Auch dieser Sagenkreis aber ging, und zwar früher und rascher als die anderen, seinem Verfall entgegen. Die Kreuzzüge, die ihn hervorgerufen, haben ihn auch verdorben. Alle fremdartigen Zaubereien, Märchen und Fabeln des Orients zogen in die einfachen Geschichten von Karl dem Großen überwältigend ein und verwandelten sie allmählich in einen rein phantastischen Boden für jede willkürliche Erfindung.
Wir sahen bisher das christliche Bewußtsein, allmählich wachsend, alle bedeutenderen Dichtungen jener Zeit durchdringen. Diese religiöse Weltansicht aber kulminiert endlich in den epischen Gedichten, welche aus dem dritten Fabelkreise vom heiligen Gral und Artus und seiner Tafelrunde hervorgegangen.
Es ist für unsere Betrachtung ziemlich gleichgültig, ob diese Sage, wie Gervinus meint, eine bloß willkürliche Dichtererfindung oder, nach Vilmar, orientalischen Ursprungs sei.
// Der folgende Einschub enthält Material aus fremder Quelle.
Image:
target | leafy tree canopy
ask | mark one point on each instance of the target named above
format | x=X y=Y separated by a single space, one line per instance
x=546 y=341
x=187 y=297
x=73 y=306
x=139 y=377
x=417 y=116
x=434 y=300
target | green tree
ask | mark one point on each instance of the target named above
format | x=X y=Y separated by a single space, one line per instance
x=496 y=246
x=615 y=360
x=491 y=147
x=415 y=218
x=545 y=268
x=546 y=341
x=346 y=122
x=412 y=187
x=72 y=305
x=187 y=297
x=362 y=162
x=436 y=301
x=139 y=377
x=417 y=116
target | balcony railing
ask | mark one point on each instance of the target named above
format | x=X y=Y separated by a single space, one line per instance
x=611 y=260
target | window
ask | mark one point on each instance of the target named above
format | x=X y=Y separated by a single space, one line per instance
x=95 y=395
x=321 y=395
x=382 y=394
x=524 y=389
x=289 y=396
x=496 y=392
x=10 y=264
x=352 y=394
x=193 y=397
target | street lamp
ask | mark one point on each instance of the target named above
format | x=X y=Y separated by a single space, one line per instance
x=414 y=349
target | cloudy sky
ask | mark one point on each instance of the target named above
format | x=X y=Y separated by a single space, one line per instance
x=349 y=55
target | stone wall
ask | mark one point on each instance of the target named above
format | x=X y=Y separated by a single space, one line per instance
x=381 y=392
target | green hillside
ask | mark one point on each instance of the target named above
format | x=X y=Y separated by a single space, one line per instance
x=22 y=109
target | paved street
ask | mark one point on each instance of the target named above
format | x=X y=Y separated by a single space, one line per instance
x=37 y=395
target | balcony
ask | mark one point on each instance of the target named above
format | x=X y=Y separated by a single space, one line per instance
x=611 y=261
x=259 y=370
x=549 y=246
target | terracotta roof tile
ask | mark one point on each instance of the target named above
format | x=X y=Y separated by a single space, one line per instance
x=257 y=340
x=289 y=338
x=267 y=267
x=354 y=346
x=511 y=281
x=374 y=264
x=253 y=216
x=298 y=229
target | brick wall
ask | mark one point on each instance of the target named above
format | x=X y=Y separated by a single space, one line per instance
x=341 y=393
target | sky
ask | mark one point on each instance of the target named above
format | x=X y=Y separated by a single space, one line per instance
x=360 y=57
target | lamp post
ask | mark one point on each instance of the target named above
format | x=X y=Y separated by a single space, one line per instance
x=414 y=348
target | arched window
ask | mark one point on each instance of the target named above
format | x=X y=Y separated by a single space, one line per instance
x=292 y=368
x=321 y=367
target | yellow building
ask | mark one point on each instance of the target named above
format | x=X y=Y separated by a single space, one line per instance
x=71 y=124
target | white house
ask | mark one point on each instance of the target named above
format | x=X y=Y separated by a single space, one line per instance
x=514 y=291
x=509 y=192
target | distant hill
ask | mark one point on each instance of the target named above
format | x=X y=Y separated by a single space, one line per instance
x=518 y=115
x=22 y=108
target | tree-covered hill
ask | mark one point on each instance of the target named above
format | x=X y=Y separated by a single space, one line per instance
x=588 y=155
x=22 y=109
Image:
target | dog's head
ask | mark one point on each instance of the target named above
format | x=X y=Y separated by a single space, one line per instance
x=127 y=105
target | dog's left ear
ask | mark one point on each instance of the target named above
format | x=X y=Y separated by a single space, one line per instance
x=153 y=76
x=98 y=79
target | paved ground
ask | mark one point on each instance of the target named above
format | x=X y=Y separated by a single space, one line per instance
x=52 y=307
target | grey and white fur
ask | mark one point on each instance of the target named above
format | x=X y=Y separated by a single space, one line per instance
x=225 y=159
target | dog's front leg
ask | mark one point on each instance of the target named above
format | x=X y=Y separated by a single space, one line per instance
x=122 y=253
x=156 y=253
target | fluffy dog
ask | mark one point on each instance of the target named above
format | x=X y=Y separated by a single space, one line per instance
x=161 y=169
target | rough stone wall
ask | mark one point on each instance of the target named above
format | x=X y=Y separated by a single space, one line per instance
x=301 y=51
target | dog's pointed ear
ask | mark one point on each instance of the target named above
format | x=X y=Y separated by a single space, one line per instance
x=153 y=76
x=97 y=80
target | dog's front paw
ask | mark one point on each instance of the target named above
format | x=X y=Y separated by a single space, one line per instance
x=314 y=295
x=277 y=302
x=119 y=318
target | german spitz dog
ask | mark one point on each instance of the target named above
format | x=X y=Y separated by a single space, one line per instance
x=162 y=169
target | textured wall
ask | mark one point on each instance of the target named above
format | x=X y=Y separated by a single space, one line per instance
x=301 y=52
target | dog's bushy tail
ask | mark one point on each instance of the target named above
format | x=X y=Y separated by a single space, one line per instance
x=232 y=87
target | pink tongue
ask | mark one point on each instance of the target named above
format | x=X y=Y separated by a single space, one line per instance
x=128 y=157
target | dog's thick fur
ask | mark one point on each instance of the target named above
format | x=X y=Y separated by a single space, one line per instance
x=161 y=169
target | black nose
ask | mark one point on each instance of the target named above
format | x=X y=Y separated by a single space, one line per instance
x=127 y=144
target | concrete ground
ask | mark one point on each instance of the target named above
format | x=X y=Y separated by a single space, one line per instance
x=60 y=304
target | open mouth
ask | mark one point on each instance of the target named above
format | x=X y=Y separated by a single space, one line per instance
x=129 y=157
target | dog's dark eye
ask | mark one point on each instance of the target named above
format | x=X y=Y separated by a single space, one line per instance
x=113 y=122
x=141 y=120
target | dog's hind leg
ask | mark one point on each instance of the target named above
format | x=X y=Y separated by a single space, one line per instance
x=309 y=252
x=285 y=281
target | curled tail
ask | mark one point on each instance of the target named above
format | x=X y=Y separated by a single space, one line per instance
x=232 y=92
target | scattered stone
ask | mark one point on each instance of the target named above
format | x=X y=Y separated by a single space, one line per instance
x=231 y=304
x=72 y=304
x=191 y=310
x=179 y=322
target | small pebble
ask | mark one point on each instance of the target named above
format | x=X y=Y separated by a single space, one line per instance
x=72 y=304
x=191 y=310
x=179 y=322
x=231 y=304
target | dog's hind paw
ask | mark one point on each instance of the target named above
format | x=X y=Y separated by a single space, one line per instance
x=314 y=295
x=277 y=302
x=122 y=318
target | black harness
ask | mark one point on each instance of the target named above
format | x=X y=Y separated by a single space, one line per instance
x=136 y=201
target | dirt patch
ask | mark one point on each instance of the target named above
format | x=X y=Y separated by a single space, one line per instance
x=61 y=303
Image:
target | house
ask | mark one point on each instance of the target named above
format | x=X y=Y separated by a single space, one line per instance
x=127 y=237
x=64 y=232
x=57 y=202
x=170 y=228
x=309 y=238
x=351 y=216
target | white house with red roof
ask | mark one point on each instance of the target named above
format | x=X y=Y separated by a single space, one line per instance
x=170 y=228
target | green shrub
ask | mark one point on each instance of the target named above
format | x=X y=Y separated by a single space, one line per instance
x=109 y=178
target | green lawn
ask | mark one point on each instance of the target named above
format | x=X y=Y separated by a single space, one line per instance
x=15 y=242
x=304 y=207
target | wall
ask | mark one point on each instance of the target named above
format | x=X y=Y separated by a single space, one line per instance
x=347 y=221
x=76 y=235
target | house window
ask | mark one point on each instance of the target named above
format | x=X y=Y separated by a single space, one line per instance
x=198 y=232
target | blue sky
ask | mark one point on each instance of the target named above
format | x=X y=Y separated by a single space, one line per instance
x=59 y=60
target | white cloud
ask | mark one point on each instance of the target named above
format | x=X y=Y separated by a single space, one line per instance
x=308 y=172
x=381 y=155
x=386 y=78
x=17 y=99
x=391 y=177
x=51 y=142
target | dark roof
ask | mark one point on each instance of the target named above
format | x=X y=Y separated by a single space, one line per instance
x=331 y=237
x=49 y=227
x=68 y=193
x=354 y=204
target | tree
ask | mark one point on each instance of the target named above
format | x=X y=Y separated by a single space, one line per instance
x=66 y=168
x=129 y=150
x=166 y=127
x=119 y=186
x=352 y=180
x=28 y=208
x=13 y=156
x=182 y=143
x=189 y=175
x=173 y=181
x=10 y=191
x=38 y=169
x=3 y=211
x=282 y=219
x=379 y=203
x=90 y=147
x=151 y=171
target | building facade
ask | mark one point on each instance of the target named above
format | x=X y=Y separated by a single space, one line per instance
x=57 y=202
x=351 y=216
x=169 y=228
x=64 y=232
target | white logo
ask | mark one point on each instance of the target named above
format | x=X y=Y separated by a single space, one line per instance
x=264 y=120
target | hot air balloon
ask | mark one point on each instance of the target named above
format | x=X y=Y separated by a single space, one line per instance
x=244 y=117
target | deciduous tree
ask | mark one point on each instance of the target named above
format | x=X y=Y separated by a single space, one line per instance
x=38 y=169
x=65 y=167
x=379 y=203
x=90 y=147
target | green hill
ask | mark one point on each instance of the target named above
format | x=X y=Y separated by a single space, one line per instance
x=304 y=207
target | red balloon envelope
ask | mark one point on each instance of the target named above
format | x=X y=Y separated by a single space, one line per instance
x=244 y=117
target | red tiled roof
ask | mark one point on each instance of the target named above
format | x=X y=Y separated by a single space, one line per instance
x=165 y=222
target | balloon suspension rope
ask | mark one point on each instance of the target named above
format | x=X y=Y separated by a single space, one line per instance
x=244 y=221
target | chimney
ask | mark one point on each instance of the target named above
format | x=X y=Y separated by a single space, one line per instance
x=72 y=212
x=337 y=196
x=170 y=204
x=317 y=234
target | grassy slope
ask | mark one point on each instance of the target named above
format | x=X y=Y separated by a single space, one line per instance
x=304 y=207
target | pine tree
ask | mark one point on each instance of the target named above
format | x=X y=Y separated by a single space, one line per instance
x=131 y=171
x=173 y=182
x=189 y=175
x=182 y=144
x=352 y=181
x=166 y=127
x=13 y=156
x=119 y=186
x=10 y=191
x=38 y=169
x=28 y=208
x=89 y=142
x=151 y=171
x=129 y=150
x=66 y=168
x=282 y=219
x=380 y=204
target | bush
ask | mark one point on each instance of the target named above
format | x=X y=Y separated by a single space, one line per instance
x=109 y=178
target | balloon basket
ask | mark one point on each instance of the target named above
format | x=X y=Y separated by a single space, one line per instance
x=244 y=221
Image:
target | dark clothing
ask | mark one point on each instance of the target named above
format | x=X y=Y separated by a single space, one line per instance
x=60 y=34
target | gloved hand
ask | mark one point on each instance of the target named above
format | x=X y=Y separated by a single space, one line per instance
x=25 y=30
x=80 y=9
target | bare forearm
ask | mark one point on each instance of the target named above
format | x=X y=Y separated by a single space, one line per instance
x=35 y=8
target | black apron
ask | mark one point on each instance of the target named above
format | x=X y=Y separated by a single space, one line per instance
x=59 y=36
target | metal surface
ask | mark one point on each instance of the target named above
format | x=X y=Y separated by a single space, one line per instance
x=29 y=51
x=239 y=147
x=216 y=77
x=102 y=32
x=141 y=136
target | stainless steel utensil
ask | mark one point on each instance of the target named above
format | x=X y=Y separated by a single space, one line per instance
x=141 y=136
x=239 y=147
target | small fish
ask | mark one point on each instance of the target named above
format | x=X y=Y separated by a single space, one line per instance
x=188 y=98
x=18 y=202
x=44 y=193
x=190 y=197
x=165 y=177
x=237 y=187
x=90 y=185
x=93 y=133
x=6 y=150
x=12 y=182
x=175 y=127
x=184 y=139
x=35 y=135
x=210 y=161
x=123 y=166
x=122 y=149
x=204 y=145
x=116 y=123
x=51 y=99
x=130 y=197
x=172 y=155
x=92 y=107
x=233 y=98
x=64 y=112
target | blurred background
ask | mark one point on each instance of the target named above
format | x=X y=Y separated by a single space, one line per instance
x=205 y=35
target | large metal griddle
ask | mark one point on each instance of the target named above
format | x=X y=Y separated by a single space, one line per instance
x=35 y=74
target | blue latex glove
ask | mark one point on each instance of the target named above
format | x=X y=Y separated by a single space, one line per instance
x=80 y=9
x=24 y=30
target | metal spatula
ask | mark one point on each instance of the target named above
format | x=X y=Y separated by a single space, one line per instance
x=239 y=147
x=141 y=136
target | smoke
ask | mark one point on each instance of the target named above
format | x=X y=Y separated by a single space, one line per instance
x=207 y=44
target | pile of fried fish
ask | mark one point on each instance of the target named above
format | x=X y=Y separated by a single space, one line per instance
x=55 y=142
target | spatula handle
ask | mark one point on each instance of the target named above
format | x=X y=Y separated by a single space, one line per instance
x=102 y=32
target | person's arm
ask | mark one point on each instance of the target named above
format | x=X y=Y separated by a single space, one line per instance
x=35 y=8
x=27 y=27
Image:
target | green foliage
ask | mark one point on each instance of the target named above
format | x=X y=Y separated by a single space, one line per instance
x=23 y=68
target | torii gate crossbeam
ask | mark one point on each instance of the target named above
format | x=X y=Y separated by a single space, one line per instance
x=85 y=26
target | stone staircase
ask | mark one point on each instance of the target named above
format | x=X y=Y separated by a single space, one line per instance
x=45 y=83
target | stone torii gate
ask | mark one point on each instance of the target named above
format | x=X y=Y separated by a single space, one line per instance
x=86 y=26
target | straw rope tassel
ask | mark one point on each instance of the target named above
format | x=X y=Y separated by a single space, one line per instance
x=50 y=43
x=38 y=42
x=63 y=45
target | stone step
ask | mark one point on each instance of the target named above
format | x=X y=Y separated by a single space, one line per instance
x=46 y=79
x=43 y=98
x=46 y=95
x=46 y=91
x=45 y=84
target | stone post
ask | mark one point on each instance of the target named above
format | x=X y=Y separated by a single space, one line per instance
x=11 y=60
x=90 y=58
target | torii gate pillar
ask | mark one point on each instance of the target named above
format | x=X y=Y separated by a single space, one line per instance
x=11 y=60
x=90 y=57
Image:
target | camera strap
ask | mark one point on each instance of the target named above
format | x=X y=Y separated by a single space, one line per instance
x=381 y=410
In der christlichen Auffassung, die wenigstens in der Poesie Jahrhunderte lang Geltung hatte, war der heilige Gral eine aus köstlichem Stein gearbeitete und im Besitz Josephs von Arimathia befindliche Schüssel, in welcher nicht nur beim letzten Abendmahle Christi Leib seinen Jüngern dargereicht, sondern auch am Kreuze das Blut des sterbenden Erlösers aufgefangen worden, und das daher große Wunderkräfte besaß, alljährlich am Karfreitage durch die heilige Hostie erneut, welche eine leuchtend weiße Taube vom Himmel brachte und in den von schwebenden Engeln oder reinen Jungfrauen getragenen Gral niederlegte. Der Gral wurde in einem waldumkränzten runden Tempel aufbewahrt, an dessen Wunderpracht und sinnreicher Konstruktion alle Glut dichterischer Phantasie sich wahrhaft erschöpft hat. Hüter aber, oder König des Grals zu sein, war der höchste Ruhm des Rittertums, denn nur ein tapferes, keusches, aller Welteitelkeit entsagendes Gemüt konnte zu dieser Ehre gelangen.
Der andere Teil dieser Sage dagegen ist notorisch britischen Ursprungs. Der fabelhafte christlich-keltische König Artus, unablässig gegen das aus Sachsen eindringende Heidentum kämpfend, hält prächtig Hof zu Kaarlleon in Wales inmitten seiner Heldengenossen, von denen die zwölf hervorragendsten um seine Tafelrunde sitzen. Die Fahrten dieser Helden, deren vorzüglichster Schauplatz der noch heut diesen Namen führende Wald von Brezilian in der Bretagne ist, sind der Gegenstand vieler britischen Erzählungen, welche, wie wir aus der neuerdings aufgefundenen Geschichte vom Peredur ersehen, nur das durchaus rohe und unkünstlerische Material sinnloser Abenteuer enthalten. Immerhin aber lag es ziemlich nah, jenen Kampf der Blüte britischer Ritterschaft um das Christentum mit dem höchsten Ziel alles Rittertums, mit dem Ringen nach dem heiligen Gral, in Verbindung zu setzen.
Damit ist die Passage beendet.